Senate passes $1.9 trillion coronavirus relief bill, with VP Harris casting first tie-breaking vote

After a 15-hour session, the Senate passed a $1.9 trillion coronavirus relief bill on March 6th. The bill passed 51-50, with vice president Kamala Harris casting her first tie-breaking vote.

If approved by the house, this relief bill will be the sixth since the beginning of the COVID-19 crisis and lockdowns in March of last year. The American Rescue Plan Act is developing just a week before federal unemployment benefits are set to run out on March 14. Included in the bill are $1400 stimulus checks, amplified $300 a week federal unemployment benefits to be supplied through September, a $3000 per-child allowance, and billions allocated to reopening schools, support small businesses, and expand testing and vaccination efforts. Aid is directed at state, local, and tribal governments.

Initially, the bill also included a federal minimum wage increase to $15 per hour, however it was eliminated for not being in tune with budget demands and according to some senators, not being appropriate for the relief bill. Senate Majority Leader Chuck Schumer of New York said, “When Democrats assumed the majority in this chamber, we promised to pass legislation to rescue our people from the depths of the pandemic and bring our economy and our country roaring back.” He continued, “The American Rescue Plan will go down as one of the most sweeping federal recovery efforts in history. It’s never easy to pass legislation as momentous as this, but it will all and soon be worth it.”

Senate Minority Leader Mitch McConnell, R-Ky., argued Democrats wanted to push through “unrelated policy changes that they couldn’t pass honestly.” And, “What this proves is there are benefits to bipartisanship when you’re dealing with an issue of this magnitude. Exactly one year ago, instead of partisan scrambling, we were humming with bipartisan work, working on it together.” Even after tweaks, the relief bill remains at a total cost of $1.9 trillion, making support for the bill strictly divided between party lines.

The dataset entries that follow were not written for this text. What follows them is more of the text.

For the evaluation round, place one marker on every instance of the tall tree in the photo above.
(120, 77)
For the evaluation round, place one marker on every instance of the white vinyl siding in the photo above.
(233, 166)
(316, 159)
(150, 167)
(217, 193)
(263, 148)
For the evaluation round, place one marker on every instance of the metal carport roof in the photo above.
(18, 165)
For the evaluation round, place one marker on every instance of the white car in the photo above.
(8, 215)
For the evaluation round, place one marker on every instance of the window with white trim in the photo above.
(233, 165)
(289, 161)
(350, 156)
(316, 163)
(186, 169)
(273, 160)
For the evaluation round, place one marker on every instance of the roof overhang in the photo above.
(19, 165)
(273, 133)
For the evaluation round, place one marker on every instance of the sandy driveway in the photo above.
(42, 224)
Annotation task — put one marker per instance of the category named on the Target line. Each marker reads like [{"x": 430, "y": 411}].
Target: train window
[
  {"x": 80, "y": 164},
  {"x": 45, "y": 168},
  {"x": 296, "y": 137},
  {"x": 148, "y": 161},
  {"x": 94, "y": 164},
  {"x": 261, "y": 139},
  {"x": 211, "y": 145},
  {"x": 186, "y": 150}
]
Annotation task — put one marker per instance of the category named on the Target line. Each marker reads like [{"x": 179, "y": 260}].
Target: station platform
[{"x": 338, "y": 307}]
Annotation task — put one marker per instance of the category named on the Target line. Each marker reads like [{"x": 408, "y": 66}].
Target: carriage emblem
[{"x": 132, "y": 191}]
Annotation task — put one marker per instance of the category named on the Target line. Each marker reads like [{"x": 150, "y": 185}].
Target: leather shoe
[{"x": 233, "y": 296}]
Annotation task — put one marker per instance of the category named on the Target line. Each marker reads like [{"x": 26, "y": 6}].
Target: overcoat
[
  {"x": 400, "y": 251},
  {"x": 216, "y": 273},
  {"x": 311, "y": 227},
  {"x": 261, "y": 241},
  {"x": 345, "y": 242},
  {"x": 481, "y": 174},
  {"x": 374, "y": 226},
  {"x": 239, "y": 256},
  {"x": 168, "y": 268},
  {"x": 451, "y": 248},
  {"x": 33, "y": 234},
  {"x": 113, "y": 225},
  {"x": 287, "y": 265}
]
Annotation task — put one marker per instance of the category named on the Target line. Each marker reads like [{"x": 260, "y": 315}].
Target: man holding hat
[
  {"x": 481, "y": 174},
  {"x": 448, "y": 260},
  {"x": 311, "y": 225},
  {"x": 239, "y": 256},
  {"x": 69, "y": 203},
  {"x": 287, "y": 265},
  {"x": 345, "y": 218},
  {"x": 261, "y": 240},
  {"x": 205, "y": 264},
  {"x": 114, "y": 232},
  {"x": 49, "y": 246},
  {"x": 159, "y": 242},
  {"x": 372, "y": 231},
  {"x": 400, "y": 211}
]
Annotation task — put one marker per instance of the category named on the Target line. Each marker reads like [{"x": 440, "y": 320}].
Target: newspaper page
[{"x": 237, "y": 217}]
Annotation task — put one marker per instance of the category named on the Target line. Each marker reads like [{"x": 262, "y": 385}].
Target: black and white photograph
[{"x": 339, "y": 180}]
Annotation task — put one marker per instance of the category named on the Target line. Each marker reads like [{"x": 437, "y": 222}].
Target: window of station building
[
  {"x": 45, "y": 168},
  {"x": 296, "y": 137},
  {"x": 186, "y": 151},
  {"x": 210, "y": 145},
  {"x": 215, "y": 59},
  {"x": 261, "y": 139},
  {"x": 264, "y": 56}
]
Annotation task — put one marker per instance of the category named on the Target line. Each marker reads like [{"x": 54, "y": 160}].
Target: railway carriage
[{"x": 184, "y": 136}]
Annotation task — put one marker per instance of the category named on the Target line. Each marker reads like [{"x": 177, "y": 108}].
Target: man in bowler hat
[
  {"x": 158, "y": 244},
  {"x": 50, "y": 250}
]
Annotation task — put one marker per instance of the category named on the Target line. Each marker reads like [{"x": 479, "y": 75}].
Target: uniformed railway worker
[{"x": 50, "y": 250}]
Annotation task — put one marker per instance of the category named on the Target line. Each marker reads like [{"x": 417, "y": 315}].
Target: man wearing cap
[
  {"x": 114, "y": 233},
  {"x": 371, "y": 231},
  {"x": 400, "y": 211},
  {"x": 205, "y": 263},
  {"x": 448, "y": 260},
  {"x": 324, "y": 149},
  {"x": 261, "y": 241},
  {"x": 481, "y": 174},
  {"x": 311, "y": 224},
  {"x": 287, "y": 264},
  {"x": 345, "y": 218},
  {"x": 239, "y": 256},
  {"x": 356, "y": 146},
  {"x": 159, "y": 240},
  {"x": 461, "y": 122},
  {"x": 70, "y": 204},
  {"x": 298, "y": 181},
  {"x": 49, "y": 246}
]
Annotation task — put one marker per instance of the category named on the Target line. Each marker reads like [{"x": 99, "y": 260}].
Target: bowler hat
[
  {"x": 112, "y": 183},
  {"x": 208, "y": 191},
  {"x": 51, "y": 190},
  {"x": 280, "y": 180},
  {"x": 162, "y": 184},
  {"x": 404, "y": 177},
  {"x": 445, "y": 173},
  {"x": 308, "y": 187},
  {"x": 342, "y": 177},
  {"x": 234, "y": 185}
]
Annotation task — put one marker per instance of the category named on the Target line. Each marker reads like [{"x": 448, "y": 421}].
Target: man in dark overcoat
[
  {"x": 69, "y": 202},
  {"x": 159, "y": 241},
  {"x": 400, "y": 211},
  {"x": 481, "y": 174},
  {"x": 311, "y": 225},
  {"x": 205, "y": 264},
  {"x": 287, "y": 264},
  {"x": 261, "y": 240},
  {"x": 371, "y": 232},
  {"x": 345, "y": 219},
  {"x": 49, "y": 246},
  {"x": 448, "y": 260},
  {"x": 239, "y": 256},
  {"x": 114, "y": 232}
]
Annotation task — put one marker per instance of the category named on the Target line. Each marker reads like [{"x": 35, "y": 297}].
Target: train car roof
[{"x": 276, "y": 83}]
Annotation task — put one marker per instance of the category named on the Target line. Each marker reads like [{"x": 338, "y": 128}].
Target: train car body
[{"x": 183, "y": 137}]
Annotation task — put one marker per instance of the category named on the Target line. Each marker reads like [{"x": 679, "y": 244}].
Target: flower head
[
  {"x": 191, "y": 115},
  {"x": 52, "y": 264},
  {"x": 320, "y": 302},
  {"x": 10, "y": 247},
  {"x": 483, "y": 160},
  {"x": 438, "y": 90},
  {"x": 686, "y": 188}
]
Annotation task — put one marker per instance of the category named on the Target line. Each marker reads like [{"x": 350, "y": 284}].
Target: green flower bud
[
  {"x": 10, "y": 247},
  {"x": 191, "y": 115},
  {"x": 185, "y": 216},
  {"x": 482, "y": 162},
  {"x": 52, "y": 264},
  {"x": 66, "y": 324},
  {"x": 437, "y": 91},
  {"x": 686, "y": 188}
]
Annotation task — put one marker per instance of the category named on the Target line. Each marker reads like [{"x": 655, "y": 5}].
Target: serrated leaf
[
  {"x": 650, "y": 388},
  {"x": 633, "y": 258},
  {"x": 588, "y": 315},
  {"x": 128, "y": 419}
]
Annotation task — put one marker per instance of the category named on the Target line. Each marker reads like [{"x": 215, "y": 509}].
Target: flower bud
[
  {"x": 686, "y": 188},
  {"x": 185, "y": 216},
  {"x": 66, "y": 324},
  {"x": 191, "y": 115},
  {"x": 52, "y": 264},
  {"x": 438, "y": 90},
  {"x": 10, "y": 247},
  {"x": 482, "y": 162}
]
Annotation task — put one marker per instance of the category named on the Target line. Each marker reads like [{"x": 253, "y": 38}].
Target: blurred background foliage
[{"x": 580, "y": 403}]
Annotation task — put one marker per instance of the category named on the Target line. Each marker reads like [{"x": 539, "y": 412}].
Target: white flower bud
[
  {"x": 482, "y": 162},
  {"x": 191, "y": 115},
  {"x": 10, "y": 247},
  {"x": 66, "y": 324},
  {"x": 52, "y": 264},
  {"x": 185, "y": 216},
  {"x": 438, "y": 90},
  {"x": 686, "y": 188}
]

Since the Trump Administration, the Republican party’s efforts to save the economy have been centered around reopening the country, allowing businesses to fully operate, and making the government to step back. However, the Democrat party supports a larger and powerful hand of government. One that will directly provide aid to Americans as their plan for reopening the country is not immediate. The house is expected to pass the relief package this week, and President Biden is expected to sign the bill before unemployment programs expire on Sunday.